Dubai: The sovereign borrowing of GCC (Gulf Co-operation Council) countries is expected to reach $250 billion (Dh917.5 billion) in 2016/17, Moody’s Investor Services said on Monday as tumbling oil prices slash revenues for the commodity dependent economies.
For 2016, the fiscal deficit will likely reach around 12.5 per cent of regional GDP, compared to 9 per cent in 2015, according to the ratings agency, with governments tapping all possible sources to trim the deficit.
“We expect at least 50 per cent [of the deficit] to be financed through drawdowns and reserves and the other half through debt issuances,” Mathias Angonin, analyst with Moody’s told journalists at a news conference.
However, the government has also been resorting to cost cutting, which is likely to constrain growth in 2016 to levels below those recorded in four years even, Moody’s analyst said.
“There is a growing divergence in GCC sovereign grade profiles. The lowest rated sovereigns are going to more affected than higher grade sovereigns,” Angonin said, adding “Overall, GCC sovereign ratings are still at high levels.”
All GCC countries have various level of vulnerabilities due to falling oil prices, and in 2016, growth would slow further, with Saudi Arabia, the biggest exporter of oil, slowing the most. Earlier in the month, Moody’s placed all the GCC countries in the review for a possible downgrade, the first action to be taken by the ratings agency since 2010. The review on a possible downgrade will be concluded by the end of May, with the exception of Bahrain. The ratings agency would be looking at fiscal reforms, private and public sector reforms during its review. The GCC has already decided to implement Value Added Tax by 2018, in one such fiscal measure.
Liquidity
The banking sector is dependent on public sector deposits, which have been sagging and directly impacting liquidity, and that further would impact loan and deposit rates, driving up cost of funding and ultimately impact corporates.
“We are seeing pressures on liquidity and funding channel,” said Khalid Ferdous Howladar, global head - Islamic finance, senior credit officer, GCC banking at Moody’s. However, key projects in UAE and Qatar in the form of UAE Expo in 2010 and the World Cup in Qatar would act as a non-discretionary anchors for expenditure and would create lending opportunities for banks.
Inflow of retail and corporate deposits, which are more sticky, have been coming down dramatically along with deposits from government or related entity deposits.
To fill that funding gap, banks would resort to expensive market funding, which Howladar expects to increase by 5 per cent. “The banks are adjusting to a new normal.

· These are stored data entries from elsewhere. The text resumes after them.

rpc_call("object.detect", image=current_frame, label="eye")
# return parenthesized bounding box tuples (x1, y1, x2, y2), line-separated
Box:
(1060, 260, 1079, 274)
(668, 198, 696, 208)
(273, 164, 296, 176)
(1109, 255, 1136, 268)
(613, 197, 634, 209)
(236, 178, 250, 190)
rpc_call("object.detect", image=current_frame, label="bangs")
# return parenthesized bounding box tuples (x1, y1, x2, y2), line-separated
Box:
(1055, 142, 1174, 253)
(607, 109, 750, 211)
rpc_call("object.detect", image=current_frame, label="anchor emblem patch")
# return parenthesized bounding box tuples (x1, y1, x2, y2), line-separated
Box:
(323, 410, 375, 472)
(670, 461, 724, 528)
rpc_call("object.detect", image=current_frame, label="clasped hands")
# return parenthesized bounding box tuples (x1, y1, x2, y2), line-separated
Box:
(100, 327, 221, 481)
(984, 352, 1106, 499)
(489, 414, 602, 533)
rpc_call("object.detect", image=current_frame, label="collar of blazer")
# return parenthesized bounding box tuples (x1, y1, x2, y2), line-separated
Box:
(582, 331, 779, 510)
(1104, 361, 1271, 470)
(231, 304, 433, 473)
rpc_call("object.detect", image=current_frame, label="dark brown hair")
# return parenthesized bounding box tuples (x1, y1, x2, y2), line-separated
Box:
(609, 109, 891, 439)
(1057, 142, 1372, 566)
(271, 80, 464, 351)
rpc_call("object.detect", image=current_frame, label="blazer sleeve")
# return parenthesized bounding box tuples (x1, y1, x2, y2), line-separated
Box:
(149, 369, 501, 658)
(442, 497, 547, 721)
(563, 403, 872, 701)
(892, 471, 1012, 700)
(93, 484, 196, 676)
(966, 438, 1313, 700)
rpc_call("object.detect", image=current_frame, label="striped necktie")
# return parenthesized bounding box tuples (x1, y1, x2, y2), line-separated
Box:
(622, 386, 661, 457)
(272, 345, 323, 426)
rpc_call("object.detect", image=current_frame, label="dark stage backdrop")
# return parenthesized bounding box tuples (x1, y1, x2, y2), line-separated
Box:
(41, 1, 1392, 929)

They were expecting oil prices to bounce bank and they would go to the market and raise funds, and that hasn’t happened, so as a result, spreads are widening and they will have to adjust to the fact that they would have to pay more going forward,” Howladar said.
Banks are waiting for the sovereign to go the market first for them to create the pricing yield curve for the banks to follow.